I need to read these bash variables into my JSON string and I am not familiar with bash. any help is appreciated.

#!/bin/sh

BUCKET_NAME=testbucket
OBJECT_NAME=testworkflow-2.0.1.jar
TARGET_LOCATION=/opt/test/testworkflow-2.0.1.jar

JSON_STRING='{"bucketname":"$BUCKET_NAME"","objectname":"$OBJECT_NAME","targetlocation":"$TARGET_LOCATION"}'


echo $JSON_STRING 

You are better off using a program like jq to generate the JSON, if you don't know ahead of time if the contents of the variables are properly escaped for inclusion in JSON. Otherwise, you will just end up with invalid JSON for your trouble.

BUCKET_NAME=testbucket
OBJECT_NAME=testworkflow-2.0.1.jar
TARGET_LOCATION=/opt/test/testworkflow-2.0.1.jar

JSON_STRING=$( jq -n \
                  --arg bn "$BUCKET_NAME" \
                  --arg on "$OBJECT_NAME" \
                  --arg tl "$TARGET_LOCATION" \
                  '{bucketname: $bn, objectname: $on, targetlocation: $tl}' )

You can use printf:

JSON_FMT='{"bucketname":"%s","objectname":"%s","targetlocation":"%s"}\n'
printf "$JSON_FMT" "$BUCKET_NAME" "$OBJECT_NAME" "$TARGET_LOCATION"

much clear and simpler

A possibility:

JSON_STRING='{"bucketname":"'"$BUCKET_NAME"'","objectname":"'"$OBJECT_NAME"'","targetlocation":"'"$TARGET_LOCATION"'"}'

First, don't use ALL_CAPS_VARNAMES: it's too easy to accidentally overwrite a crucial shell variable (like PATH)

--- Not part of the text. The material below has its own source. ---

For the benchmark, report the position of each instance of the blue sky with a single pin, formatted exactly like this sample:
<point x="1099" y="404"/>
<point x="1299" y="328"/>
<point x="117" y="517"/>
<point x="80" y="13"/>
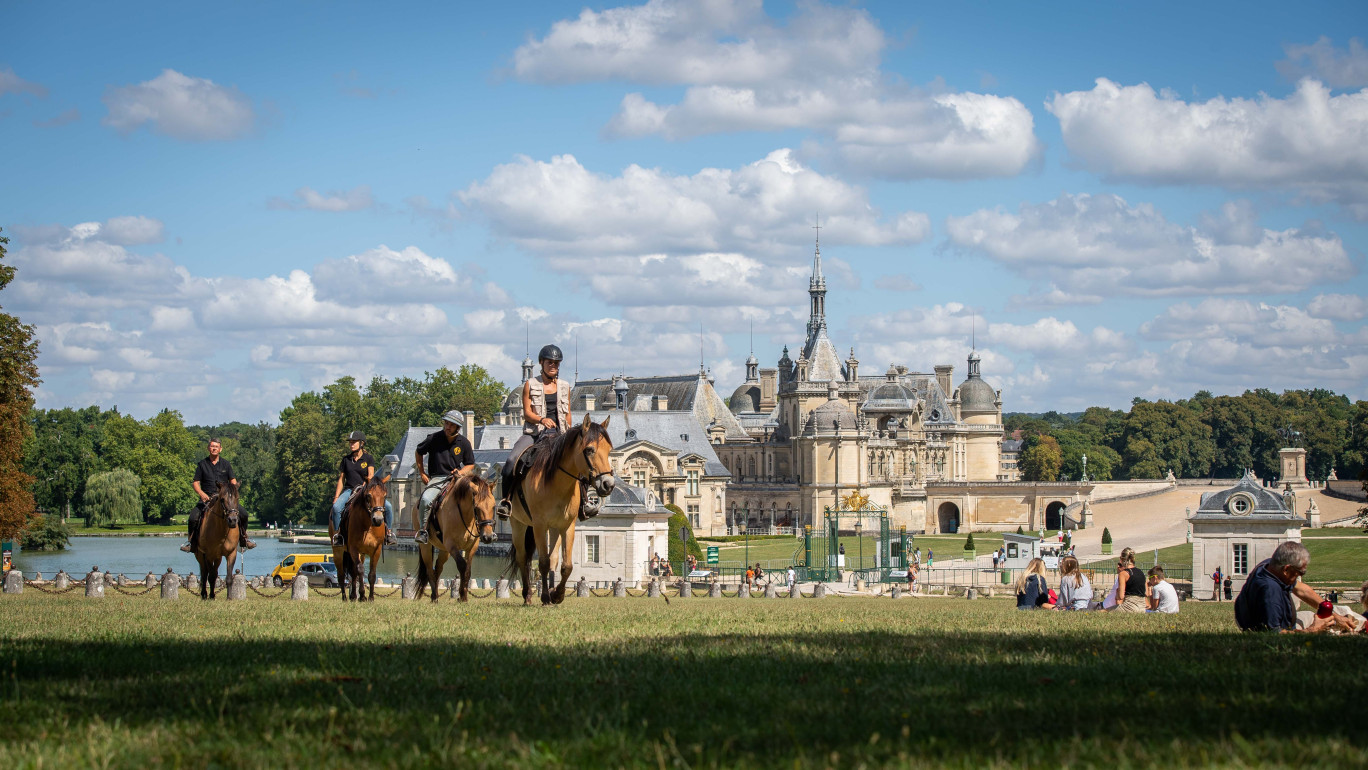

Mixing single and double quotes in shell strings can be a hassle. In this case, I'd use printf:

bucket_name=testbucket
object_name=testworkflow-2.0.1.jar
target_location=/opt/test/testworkflow-2.0.1.jar
template='{"bucketname":"%s","objectname":"%s","targetlocation":"%s"}'

json_string=$(printf "$template" "$BUCKET_NAME" "$OBJECT_NAME" "$TARGET_LOCATION")

echo "$json_string"

For homework, read this page carefully: Security implications of forgetting to quote a variable in bash/POSIX shells

A note on creating JSON with string concatenation: there are edge cases. For example, if any of your strings contain double quotes, you can broken JSON:

$ bucket_name='a "string with quotes"'
$ printf '{"bucket":"%s"}\n' "$bucket_name"
{"bucket":"a "string with quotes""}

Do do this more safely with bash, we need to escape that string's double quotes:

$ printf '{"bucket":"%s"}\n' "${bucket_name//\"/\\\"}"
{"bucket":"a \"string with quotes\""}

If you need to build a JSON representation where members mapped to undefined or empty variables should be ommited, then jo can help.

#!/bin/bash

BUCKET_NAME=testbucket
OBJECT_NAME=""

JO_OPTS=()

if [[ ! "${BUCKET_NAME}x" = "x" ]] ; then
        JO_OPTS+=("bucketname=${BUCKET_NAME}")
fi

if [[ ! "${OBJECT_NAME}x" = "x" ]] ; then
        JO_OPTS+=("objectname=${OBJECT_NAME}")
fi

if [[ ! "${TARGET_LOCATION}x" = "x" ]] ; then
        JO_OPTS+=("targetlocation=${TARGET_LOCATION}")
fi

jo "${JO_OPTS[@]}"

can be done following way:

JSON_STRING='{"bucketname":"'$BUCKET_NAME'","objectname":"'$OBJECT_NAME'","targetlocation":"'$TARGET_LOCATION'"}'

For Node.js Developer, or if you have node environment installed, you can try this:

JSON_STRING=$(node -e "console.log(JSON.stringify({bucketname: $BUCKET_NAME, objectname: $OBJECT_NAME, targetlocation: $TARGET_LOCATION}))")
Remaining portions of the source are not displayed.